PTI rally

Published December 26, 2011

THE Pakistan Tehrik-i-Insaf rally near Mr Jinnah's mausoleum on Sunday was billed by organisers as a continuation of the political 'tsunami' that was first in evidence in Lahore on Oct 30. Critics of the PTI maintained that unless some hard policy positions were fleshed out the long-standing accusation that the PTI had not matured as a political party would stick. Both sides were valida- ted to some extent by Sunday's rally. The PTI certainly validated some of the hype in the run-up to what was a historic rally. In particular, the ability to draw in a diverse crowd in such large numbers in a city like Karachi where ethnic and political fault lines are deep and deadly suggests that Imran Khan has tapped into a vein of popular discontent against the status quo that isn't limited to the Punjab heartland or the Pashtun belts. The rally also had a very different vibe to other political events in Karachi, there being an air of celebration and goodwill that only infrequently marks politics in the turbulent city.

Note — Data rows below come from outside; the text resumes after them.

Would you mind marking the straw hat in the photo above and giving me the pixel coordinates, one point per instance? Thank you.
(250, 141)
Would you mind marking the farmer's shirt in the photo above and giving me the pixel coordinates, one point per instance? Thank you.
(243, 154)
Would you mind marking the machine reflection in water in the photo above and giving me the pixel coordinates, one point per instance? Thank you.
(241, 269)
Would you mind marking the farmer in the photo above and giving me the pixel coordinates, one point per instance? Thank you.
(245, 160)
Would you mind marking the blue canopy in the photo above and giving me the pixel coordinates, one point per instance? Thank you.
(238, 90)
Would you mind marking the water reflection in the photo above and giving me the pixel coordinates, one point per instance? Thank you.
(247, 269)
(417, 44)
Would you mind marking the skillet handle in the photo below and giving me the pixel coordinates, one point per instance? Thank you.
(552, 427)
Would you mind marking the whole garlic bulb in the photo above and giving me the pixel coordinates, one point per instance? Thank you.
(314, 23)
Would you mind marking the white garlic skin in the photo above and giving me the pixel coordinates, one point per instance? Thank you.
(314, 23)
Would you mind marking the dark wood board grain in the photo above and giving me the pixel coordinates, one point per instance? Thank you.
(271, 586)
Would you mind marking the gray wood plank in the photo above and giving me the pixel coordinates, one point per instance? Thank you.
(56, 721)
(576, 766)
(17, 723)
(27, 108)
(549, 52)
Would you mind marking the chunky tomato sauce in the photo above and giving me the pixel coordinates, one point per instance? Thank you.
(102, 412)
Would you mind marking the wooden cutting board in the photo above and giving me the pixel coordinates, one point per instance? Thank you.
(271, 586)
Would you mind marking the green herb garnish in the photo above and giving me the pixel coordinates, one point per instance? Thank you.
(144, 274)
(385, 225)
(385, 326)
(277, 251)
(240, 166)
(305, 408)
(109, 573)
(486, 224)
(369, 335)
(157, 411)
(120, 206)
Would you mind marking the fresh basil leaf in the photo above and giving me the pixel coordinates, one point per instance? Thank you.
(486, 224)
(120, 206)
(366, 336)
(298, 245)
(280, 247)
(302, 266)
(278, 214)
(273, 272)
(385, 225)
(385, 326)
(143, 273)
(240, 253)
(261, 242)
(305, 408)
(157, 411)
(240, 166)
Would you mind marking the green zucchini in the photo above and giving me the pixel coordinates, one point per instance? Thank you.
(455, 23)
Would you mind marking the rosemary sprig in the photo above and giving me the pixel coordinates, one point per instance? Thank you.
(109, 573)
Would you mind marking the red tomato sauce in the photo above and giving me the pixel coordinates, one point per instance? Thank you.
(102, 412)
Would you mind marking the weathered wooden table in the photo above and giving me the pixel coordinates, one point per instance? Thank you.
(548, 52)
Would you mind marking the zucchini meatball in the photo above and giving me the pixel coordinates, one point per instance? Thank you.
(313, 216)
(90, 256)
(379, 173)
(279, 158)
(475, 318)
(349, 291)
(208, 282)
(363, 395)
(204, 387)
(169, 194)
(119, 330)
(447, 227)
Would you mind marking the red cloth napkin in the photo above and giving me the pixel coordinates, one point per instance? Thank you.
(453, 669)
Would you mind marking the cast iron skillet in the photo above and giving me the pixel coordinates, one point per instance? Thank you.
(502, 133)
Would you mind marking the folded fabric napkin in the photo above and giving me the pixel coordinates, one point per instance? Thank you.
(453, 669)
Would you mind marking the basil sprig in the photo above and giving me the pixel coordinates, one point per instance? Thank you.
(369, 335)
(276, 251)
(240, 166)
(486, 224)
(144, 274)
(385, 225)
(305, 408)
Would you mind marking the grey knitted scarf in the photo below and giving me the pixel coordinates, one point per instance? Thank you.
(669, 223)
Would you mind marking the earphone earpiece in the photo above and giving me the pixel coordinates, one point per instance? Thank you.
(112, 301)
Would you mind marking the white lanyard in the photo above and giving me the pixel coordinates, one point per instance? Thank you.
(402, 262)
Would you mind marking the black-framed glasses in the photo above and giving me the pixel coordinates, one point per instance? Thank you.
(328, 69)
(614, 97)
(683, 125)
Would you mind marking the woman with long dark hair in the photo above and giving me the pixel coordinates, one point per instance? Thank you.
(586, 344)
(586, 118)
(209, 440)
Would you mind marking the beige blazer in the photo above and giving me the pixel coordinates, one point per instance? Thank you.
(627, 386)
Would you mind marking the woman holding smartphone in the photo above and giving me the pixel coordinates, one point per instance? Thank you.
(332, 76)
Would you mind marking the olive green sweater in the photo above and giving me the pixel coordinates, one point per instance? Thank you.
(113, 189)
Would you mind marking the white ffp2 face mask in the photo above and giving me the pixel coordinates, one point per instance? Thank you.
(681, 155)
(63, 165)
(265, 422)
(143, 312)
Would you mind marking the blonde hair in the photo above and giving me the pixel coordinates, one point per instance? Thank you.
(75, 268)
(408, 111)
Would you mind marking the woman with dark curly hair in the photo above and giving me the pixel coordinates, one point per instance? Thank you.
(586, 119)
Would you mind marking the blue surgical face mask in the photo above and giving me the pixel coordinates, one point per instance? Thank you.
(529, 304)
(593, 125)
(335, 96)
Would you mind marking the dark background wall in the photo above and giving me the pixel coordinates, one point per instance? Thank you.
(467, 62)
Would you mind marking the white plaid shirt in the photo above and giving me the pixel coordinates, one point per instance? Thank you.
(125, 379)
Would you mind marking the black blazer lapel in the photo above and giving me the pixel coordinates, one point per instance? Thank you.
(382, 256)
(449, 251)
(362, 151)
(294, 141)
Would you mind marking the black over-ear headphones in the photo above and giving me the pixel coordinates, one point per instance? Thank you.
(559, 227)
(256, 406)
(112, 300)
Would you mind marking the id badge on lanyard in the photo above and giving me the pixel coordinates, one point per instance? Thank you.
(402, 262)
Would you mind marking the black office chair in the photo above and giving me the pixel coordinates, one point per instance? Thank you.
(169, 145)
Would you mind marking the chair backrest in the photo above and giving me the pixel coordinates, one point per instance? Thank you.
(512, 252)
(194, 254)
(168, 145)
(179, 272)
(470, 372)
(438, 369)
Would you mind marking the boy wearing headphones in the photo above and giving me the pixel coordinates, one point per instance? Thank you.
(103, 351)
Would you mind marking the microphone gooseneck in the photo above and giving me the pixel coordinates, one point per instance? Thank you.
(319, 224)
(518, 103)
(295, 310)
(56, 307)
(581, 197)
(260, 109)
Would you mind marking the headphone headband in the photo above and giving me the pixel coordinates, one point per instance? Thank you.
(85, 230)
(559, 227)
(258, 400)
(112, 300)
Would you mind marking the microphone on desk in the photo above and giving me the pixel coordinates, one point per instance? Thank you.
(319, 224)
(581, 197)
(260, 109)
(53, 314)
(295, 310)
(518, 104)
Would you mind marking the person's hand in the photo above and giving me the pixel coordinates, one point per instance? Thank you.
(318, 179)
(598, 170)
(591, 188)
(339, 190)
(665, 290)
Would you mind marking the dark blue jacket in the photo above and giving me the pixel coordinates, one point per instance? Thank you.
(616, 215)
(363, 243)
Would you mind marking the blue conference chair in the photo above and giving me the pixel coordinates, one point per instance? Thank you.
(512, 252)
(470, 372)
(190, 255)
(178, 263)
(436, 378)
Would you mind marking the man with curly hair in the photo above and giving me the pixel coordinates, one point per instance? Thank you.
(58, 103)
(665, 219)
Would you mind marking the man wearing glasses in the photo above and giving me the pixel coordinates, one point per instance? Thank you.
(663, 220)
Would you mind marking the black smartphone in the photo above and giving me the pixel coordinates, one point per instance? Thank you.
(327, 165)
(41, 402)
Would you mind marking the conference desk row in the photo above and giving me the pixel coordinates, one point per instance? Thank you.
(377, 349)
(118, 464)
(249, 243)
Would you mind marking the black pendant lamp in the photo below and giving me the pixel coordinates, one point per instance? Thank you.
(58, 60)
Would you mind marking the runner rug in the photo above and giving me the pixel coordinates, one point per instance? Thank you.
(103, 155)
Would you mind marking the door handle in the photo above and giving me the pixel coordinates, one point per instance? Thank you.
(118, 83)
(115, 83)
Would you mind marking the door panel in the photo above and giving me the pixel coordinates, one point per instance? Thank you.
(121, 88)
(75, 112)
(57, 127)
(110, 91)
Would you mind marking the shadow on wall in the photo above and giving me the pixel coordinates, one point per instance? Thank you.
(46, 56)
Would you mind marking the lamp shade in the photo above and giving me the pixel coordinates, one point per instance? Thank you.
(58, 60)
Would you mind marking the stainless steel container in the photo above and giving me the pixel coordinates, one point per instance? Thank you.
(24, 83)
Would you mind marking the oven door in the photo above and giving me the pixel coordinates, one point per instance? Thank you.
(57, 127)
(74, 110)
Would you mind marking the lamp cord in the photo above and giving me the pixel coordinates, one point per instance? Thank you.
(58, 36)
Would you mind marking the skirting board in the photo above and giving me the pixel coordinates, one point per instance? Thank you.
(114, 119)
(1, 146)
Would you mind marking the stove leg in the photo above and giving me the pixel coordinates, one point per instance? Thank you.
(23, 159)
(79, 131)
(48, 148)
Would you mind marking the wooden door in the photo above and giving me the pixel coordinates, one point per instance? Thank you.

Disappointing, though, was the lack of any serious policy prescriptions. Imran Khan did talk about the goal of establishing an 'Islamic welfare society' but mentioned virtually no details. Mr Khan talked of a revolutionary system of service delivery based on computerisation and information technology but where will the concrete plans and implementation come from? The former IT minister who has recently joined the PTI, Azam Swati, doesn't have a particularly strong track record in getting things done. On taxation, an issue Mr Khan has talked much about (and rightly so), the PTI chief also did not have any suggestions for nudging upwards the disastrously low tax-to-GDP ratio. Does the PTI endorse a meaningful agricultural income tax or support the reforms of the sales tax system? No answers were provided. Given the politicians with diverse, if not opposing, foreign policy briefs in the past that have been inducted into the PTI, what will the PTI's foreign policy look like? Again, silence.

The broader question: is the PTI set to become a mishmash of the views of the disparate traditional politicians who have been inducted into the party recently or will Imran Khan's 'vision', to the extent one was discernible before, still be the guid-ing principle of the party? The PTI's core still seems to be the 'new voter', whether young voters or previously politically inactive citizens disillusioned with the status quo. As Mr Khan works to bring 'electables' on board, how will the core PTI supporter respond? Only this is clear: a fascinating election lies ahead.